The bulk of these “three best-known works” is a hotly phrased and sometimes quite abusive, but entirely just attack on the ignorance of the times, combined with a wealth of suggestions for the increase of knowledge. In his passionate insistence upon the need of experiment and of collecting knowledge, the spirit of Aristotle lives again in him. “Experiment, experiment,” that is the burthen of Roger Bacon. Yet of Aristotle himself Roger Bacon fell foul. He fell foul of him because men, instead of facing facts boldly, sat in rooms and pored over bad Latin translations of the master. “If I had my way,” he wrote, in his intemperate fashion, “I should burn all the books of Aristotle, for the study of them can only lead to a loss of time, produce error, and increase ignorance,” a sentiment that Aristotle would probably have echoed could he have returned to a world in which his works were not so much read as worshipped—and that, as Roger Bacon showed, in the most abominable translations.

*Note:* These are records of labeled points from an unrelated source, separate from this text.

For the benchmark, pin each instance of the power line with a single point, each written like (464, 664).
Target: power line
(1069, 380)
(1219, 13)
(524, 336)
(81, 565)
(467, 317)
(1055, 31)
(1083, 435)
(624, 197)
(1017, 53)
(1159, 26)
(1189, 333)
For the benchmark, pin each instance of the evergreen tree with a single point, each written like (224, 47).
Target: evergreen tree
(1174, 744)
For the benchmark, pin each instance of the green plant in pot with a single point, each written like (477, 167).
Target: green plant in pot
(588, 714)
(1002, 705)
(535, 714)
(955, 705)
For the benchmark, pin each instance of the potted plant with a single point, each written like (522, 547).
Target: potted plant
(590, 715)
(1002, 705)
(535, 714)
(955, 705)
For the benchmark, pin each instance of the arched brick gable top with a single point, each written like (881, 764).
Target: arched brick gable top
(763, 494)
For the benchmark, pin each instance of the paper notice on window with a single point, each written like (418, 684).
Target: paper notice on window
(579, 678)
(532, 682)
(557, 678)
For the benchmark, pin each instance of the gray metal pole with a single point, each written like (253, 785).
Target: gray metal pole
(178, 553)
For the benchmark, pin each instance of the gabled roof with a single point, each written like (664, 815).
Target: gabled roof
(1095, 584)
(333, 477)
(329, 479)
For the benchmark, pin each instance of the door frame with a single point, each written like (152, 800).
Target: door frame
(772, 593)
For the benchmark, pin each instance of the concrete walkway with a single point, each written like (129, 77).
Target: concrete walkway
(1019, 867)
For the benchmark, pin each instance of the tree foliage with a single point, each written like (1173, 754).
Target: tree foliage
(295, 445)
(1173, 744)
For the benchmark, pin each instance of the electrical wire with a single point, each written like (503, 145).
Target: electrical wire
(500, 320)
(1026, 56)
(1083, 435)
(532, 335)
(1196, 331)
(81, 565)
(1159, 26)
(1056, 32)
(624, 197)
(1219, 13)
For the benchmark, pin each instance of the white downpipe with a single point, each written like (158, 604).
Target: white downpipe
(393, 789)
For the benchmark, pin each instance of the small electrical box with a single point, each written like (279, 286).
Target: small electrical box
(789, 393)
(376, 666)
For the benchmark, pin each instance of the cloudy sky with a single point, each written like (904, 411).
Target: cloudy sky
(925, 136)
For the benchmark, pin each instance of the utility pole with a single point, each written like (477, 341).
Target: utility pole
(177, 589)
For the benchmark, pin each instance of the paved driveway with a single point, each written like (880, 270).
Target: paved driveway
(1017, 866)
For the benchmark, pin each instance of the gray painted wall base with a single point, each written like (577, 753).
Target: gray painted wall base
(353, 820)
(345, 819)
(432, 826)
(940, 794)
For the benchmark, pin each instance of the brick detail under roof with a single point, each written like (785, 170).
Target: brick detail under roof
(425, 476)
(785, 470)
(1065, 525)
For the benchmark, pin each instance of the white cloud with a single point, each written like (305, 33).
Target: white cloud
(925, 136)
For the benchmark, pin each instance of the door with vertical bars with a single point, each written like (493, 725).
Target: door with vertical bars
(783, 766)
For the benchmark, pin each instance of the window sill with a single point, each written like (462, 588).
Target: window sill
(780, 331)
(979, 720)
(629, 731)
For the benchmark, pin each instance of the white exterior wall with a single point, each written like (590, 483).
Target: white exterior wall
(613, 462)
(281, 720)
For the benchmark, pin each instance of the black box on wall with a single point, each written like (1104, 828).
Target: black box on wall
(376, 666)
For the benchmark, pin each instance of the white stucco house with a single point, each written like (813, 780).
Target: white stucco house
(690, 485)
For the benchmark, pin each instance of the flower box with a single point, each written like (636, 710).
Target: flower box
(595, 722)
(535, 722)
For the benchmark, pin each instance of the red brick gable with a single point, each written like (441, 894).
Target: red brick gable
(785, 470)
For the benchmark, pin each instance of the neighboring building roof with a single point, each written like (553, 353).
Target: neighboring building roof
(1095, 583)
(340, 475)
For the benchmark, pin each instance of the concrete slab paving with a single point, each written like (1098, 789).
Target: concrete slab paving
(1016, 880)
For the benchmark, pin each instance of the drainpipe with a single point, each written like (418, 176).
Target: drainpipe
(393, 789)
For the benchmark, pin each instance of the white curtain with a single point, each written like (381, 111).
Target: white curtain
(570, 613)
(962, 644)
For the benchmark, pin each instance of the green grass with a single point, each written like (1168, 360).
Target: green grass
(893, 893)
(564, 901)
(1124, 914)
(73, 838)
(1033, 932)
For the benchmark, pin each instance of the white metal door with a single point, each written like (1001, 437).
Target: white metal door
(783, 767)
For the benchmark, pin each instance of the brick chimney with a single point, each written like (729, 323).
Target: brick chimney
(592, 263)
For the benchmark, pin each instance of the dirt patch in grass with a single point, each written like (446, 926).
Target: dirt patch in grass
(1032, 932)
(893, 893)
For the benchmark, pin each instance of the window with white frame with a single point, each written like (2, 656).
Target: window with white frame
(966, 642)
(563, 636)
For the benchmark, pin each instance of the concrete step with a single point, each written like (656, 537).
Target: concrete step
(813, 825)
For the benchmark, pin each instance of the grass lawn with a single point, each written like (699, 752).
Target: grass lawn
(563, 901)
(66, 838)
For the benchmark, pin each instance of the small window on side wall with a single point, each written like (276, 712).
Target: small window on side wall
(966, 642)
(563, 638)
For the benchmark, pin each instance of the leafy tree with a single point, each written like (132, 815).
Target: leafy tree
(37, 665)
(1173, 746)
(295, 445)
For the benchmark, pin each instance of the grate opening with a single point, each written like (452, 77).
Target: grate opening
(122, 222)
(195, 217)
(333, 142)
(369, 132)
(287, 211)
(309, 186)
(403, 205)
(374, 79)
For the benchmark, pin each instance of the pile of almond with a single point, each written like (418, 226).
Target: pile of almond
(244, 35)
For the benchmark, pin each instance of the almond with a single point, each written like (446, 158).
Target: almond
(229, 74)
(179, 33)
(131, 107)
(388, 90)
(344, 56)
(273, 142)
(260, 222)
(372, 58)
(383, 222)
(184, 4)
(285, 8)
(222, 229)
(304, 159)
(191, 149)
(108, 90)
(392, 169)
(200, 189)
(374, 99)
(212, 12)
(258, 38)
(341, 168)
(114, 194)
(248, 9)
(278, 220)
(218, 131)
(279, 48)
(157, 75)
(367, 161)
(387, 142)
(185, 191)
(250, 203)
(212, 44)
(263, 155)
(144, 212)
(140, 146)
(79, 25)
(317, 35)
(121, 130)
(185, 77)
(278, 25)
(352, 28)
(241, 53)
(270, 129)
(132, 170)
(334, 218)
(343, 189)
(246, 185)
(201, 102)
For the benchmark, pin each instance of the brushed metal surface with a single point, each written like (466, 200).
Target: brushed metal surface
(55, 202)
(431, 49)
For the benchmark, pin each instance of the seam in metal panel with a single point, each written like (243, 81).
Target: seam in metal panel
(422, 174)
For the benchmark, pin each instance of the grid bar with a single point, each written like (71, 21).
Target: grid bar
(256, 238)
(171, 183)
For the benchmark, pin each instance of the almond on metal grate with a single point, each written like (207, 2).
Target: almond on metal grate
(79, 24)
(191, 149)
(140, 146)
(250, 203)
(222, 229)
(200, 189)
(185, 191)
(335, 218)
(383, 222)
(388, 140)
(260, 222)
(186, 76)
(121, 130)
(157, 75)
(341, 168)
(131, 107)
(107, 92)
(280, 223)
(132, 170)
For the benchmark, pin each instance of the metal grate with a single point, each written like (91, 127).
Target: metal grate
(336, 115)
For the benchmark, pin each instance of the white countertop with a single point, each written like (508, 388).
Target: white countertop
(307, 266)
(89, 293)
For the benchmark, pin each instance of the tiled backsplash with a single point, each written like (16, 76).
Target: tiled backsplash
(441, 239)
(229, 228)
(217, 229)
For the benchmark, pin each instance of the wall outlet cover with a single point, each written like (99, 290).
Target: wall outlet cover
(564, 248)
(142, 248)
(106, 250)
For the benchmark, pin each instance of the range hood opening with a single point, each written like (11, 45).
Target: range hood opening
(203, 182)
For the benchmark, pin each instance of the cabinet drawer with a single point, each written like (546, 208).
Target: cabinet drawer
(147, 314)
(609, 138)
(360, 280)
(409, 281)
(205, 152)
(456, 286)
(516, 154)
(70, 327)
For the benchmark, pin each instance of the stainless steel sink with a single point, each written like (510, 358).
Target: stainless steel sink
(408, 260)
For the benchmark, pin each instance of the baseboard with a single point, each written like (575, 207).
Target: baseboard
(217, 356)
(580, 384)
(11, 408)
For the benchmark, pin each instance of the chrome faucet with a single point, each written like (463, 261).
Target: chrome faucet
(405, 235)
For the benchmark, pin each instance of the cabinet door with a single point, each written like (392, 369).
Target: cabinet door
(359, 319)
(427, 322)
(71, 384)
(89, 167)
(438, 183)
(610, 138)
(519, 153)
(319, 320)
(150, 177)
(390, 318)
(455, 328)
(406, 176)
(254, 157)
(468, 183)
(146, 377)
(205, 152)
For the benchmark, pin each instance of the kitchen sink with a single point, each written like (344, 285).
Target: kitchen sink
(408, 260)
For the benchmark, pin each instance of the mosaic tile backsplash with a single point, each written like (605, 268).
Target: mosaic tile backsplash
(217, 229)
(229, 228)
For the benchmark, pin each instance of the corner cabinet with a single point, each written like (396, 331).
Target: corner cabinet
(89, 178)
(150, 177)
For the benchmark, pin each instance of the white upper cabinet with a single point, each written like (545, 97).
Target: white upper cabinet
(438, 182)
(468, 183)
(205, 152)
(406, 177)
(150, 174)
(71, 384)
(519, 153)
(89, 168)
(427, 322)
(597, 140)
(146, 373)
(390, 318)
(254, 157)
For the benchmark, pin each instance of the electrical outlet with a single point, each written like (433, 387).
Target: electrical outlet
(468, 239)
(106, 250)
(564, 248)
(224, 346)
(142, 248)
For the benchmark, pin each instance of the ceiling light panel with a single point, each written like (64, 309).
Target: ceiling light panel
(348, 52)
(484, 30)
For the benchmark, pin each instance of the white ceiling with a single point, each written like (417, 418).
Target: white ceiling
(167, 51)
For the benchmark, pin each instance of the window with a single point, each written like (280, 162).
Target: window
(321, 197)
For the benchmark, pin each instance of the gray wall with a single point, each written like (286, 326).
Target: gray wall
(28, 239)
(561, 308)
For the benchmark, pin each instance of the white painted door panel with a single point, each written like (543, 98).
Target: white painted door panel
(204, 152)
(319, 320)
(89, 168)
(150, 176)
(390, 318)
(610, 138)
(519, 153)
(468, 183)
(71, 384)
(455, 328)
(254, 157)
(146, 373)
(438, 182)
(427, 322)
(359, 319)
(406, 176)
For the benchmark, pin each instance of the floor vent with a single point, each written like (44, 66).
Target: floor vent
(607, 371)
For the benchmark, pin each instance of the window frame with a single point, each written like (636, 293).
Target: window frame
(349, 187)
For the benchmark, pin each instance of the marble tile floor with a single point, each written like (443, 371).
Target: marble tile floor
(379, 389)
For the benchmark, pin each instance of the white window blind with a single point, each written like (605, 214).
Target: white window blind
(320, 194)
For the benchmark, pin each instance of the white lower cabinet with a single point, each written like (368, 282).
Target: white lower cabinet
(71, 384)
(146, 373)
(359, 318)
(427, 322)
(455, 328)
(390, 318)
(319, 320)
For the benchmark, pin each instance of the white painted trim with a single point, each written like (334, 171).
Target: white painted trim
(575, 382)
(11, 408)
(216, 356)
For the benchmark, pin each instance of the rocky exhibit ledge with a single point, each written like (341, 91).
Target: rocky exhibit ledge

Throughout his books, a little disguised by the necessity of seeming to square it all with orthodoxy for fear of the prison and worse, Roger Bacon shouted to mankind, “Cease to be ruled by dogmas and authorities; look at the world!” Four chief sources of ignorance he denounced: respect for authority, custom, the sense of the ignorant crowd, and the vain proud unteachableness of our dispositions. Overcome but these, and a world of power would open to men:—
“Machines for navigating are possible without rowers, so that great ships suited to river or ocean, guided by one man, may be borne with greater speed than if they were full of men. Likewise cars may be made so that without a draught animal they may be moved cum impetu inæstimabili, as we deem the scythed chariots to have been from which antiquity fought. And flying machines are possible, so that a man may sit in the middle turning{v2-174} some device by which artificial wings may beat the air in the manner of a flying bird.”
Occam, Roger Bacon, these are the early precursors of a great movement in Europe away from “Realism” towards reality. For a time the older influences fought against the naturalism of the new Nominalists. In 1339 Occam’s books were put under a ban and Nominalism solemnly condemned. As late as 1473 an attempt was made to bind teachers of Paris by an oath to teach Realism. It was only in the sixteenth century with the printing of books and the increase of intelligence that the movement from absolutism towards experiment became massive, and that one investigator began to co-operate with another.
Throughout the thirteenth and fourteenth centuries experimenting with material things was on the increase, items of knowledge were being won by men, but there was no inter-related advance. The work was done in a detached, furtive, and inglorious manner. A tradition of isolated investigation came into Europe from the Arabs and a considerable amount of private and secretive research was carried on by the alchemists, for whom modern writers are a little too apt with their contempt. These alchemists were in close touch with the glass and metal workers and with the herbalists and medicine-makers of the times; they pried into many secrets of nature, but they were obsessed by “practical” ideas; they sought not knowledge, but power; they wanted to find out how to manufacture gold from cheaper materials, how to make men immortal by the elixir of life, and such-like vulgar dreams. Incidentally in their researches they{v2-175} learnt much about poisons, dyes, metallurgy, and the like; they discovered various refractory substances, and worked their way towards clear glass and so to lenses and optical instruments; but as scientific men tell us continually, and as “practical” men still refuse to learn, it is only when knowledge is sought for her own sake that she gives rich and unexpected gifts in any abundance to her servants. The world of to-day is still much more disposed to spend money on technical research than on pure science. Half the men in our scientific laboratories still dream of patents and secret processes. We live to-day largely in the age of alchemists, for all our sneers at their memory. The “business man” of to-day still thinks of research as a sort of alchemy.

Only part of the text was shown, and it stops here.